Diskusi Online HMI Komisariat Peternakan-Perikanan Bicara Mengenai New Normal

Diskusi Online HMI Komisariat Peternakan-Perikanan Bicara Mengenai New Normal

- in Liputan Diskusi
140
0
Peserta Menyimak Penyampaian dari Pembicara

Visioner.id, Malang – Pada hari Selasa, (9/6/2020) Himpunan Mahasiswa Islam (HMI) Komisariat Peternakan-Perikanan UMM menggelar agenda diksusi Online, dengan mengangkat Tema “Siapkah Indonesia dengan New Normal?”. Pembicara yang di hadirkan dalam diskusi online kali ini yakni, Dr. H Mardani Ali Sera, M. Eng (Akdemisi dan Politisi, Wakil Ketua BKSAP DPR-RI) serta Dr. Nazaruddin Malik, M. Si Selaku Wakil Rektor II UMM. Diskusi berlangsung secara interaktif antara peserta dengan pihak pembicara, sebanyak 60 orang hadir dalam agenda diskusi online ini.

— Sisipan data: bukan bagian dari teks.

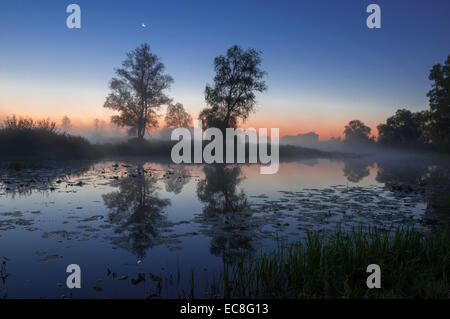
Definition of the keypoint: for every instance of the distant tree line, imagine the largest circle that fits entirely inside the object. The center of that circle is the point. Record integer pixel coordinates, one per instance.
(427, 128)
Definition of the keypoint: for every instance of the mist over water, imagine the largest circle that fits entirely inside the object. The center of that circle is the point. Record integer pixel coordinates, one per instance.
(131, 216)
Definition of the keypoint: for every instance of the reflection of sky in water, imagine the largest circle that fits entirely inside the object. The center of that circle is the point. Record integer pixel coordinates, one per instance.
(43, 230)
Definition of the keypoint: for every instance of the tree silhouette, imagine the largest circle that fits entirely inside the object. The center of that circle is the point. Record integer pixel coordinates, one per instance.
(66, 124)
(439, 97)
(176, 116)
(232, 97)
(356, 132)
(405, 128)
(138, 91)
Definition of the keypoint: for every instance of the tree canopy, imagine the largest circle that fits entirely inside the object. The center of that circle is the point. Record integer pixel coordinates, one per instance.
(405, 128)
(439, 98)
(137, 91)
(232, 96)
(176, 116)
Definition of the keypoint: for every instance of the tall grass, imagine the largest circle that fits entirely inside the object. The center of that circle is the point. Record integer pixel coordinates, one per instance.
(24, 137)
(413, 265)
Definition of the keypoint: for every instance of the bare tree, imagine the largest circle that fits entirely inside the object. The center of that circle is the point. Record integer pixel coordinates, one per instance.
(232, 97)
(66, 124)
(138, 91)
(176, 116)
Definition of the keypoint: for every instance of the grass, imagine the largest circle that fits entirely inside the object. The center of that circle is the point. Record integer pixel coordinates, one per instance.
(333, 266)
(25, 137)
(413, 265)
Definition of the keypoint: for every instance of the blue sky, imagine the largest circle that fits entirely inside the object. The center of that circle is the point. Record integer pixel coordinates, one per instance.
(325, 67)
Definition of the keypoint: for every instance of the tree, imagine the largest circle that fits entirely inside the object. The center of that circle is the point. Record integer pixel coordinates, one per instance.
(138, 91)
(356, 132)
(405, 128)
(439, 97)
(232, 97)
(66, 124)
(176, 116)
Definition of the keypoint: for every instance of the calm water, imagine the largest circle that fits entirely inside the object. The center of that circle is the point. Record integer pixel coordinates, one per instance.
(119, 218)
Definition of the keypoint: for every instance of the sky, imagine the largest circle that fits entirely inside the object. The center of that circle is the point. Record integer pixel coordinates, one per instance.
(324, 66)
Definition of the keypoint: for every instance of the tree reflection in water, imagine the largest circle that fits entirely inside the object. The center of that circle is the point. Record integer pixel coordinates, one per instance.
(227, 215)
(175, 178)
(137, 212)
(355, 170)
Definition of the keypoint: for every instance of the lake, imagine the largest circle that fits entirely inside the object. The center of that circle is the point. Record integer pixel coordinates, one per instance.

Boleh dikatakan bahwa dewasa ini, banyak berbagai media menayangkan mengenai isu penerapan New Normal di Indonesia, ada hal yang menarik yang perlu di cermati dimana Negara-Negara yang pernah menerapkan New Normal kembali mengalami peningkatan kasus positif covid-19 dan berdampak terhadap berbagai sector yang ada. Untuk itu pertimbangan mengenai penerapan New Normal di Indonesia perlu di kaji secara mendatail oleh pihak pemerintah selaku pengambil keputusan tertinggi di Negara.

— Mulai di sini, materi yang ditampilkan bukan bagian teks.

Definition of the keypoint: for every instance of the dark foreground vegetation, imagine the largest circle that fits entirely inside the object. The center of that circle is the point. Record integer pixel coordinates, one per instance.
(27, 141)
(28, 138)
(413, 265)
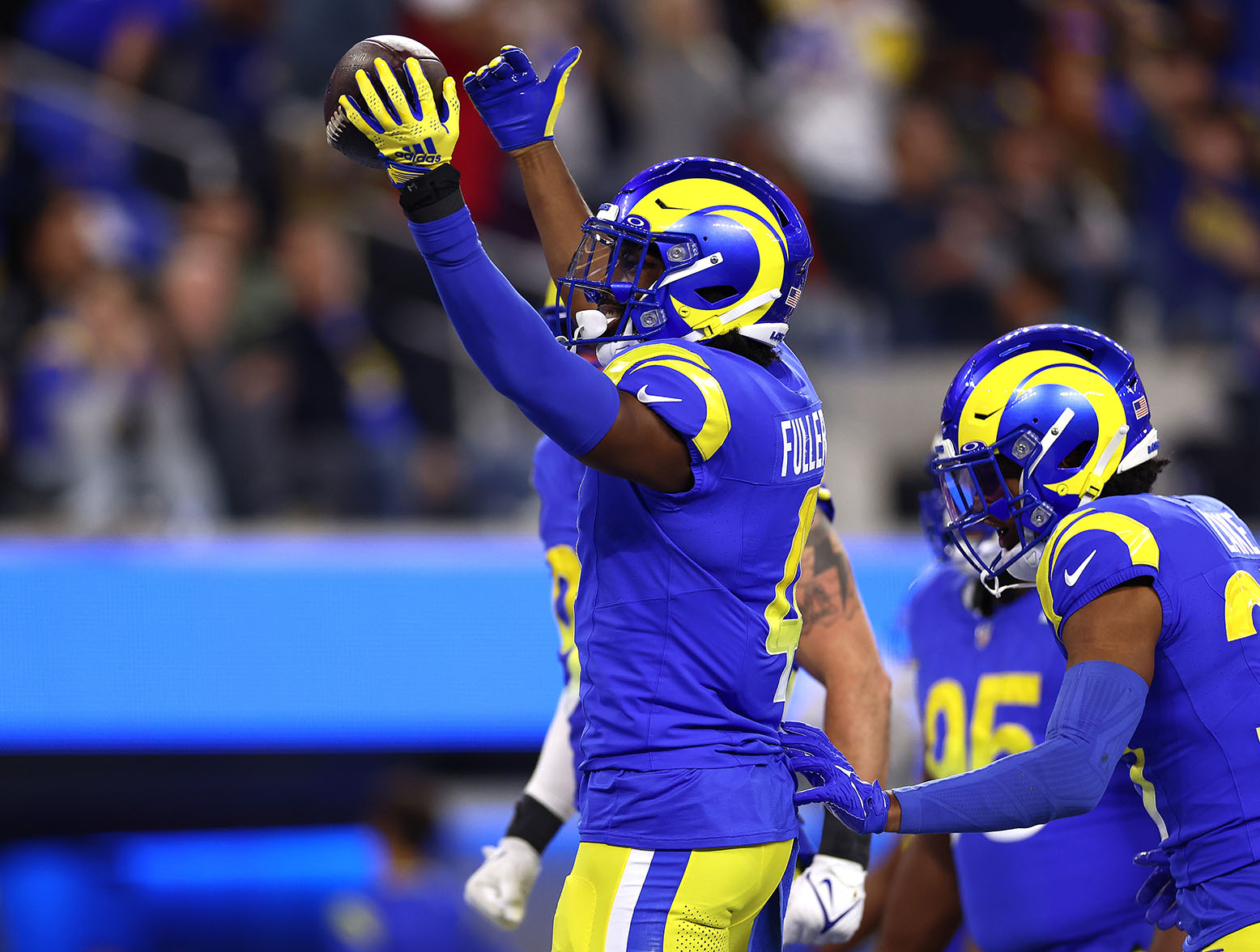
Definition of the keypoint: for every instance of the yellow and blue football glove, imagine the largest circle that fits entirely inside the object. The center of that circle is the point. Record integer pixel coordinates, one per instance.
(861, 806)
(518, 108)
(410, 136)
(1160, 892)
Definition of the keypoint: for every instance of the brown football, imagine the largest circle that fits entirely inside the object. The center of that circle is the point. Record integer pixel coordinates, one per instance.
(343, 136)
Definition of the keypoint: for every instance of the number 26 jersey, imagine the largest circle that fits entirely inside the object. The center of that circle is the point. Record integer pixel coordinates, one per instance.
(1196, 752)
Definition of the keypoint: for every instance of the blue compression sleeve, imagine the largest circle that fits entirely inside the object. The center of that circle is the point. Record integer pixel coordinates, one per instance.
(1094, 718)
(562, 394)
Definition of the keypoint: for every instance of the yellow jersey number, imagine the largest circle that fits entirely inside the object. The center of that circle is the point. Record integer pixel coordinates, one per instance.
(784, 631)
(566, 573)
(953, 746)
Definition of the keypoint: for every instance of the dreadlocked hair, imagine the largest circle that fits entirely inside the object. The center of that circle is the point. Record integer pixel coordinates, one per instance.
(734, 342)
(1135, 482)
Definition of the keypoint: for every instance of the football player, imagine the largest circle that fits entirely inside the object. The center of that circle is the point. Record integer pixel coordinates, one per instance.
(825, 903)
(1049, 440)
(987, 677)
(704, 444)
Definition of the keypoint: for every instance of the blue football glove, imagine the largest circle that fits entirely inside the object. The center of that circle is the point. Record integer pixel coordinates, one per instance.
(518, 108)
(861, 806)
(1158, 893)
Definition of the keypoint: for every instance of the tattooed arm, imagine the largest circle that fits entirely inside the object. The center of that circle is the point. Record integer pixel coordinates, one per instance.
(838, 648)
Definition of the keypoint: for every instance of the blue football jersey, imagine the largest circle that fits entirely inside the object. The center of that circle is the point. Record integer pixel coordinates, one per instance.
(985, 689)
(1196, 752)
(687, 623)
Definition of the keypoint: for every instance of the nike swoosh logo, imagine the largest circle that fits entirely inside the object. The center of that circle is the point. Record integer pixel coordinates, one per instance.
(828, 924)
(1072, 577)
(644, 397)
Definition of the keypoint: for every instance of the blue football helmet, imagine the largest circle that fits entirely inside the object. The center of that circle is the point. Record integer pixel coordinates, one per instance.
(689, 249)
(934, 523)
(1058, 407)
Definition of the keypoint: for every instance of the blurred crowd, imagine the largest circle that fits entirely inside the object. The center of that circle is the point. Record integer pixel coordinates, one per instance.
(206, 314)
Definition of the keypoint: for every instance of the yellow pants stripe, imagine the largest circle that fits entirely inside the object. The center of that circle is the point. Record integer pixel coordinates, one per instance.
(1245, 940)
(618, 899)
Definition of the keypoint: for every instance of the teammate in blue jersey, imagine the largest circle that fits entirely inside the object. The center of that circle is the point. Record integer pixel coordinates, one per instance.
(706, 444)
(988, 673)
(1049, 440)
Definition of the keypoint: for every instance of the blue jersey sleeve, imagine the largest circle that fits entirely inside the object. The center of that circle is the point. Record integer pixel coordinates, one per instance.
(1092, 550)
(679, 387)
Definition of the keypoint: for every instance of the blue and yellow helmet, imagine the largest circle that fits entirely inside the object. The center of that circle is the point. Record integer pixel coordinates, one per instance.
(1058, 407)
(688, 249)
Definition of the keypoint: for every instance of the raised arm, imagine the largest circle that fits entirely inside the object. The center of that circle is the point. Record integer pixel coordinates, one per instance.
(567, 398)
(838, 648)
(521, 111)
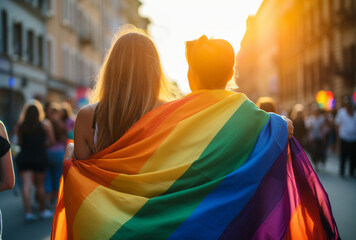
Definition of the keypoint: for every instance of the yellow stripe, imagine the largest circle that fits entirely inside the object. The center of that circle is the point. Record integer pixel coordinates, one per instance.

Melihat hal ini, Pak Mardani Ali Sera mengungkapkan bahwa “Perlu adanya kesadaran bersama dan seluruh komponen masyarakat untuk bisa melalui pandemi ini. Covid-19 ini merupakan rahmat yang terselubung artinya bangsa ini dapat mereset atau mengatur kembali jalan Negara agar bisa melakukan penelitian-penelitian untuk menyeleseaikan problema yang ada. Dengan di ikut sertakan pada 2 hal yakni Spritual dan Profesionalitas”, tandasnya dalam aplikasi zoom.

“Seluruh aktifiktas Masyarakat tertutup, mulai dari aktifiktas social dan tutupnya lembaga-lembaga pendidikan serta sumber ekonomi mengalami penurunan yang sangat dramatis”, pungkas Pembicara ke dua Pak Nazar sebelum meninggalkan forum diskusi. Dengan demikian, hal ini perlu dilihat secara obyektif, karena apabila pemerintah salah dalam mengambil keputusan maka bisa berdampak buruk terhadap masyarakat.

Penyelesaian data mengenai laju pertumbuhan covid-19, maupun melakukan langkah pencegahan di berbagai tempat yang memiliki resiko tinggi penularan serta memberikan edukasi ke masyarakat agar hidup sehat perlu menjadi perhatian. Untuk itu, penetapan penerapan New Normal perlu melalui kajian-kajian ilmiah agar menghasilakan  point-point alternatif bagi bagi kesehatan, keberlangsungan kehidupan masyarakat Indonesia. (Adt).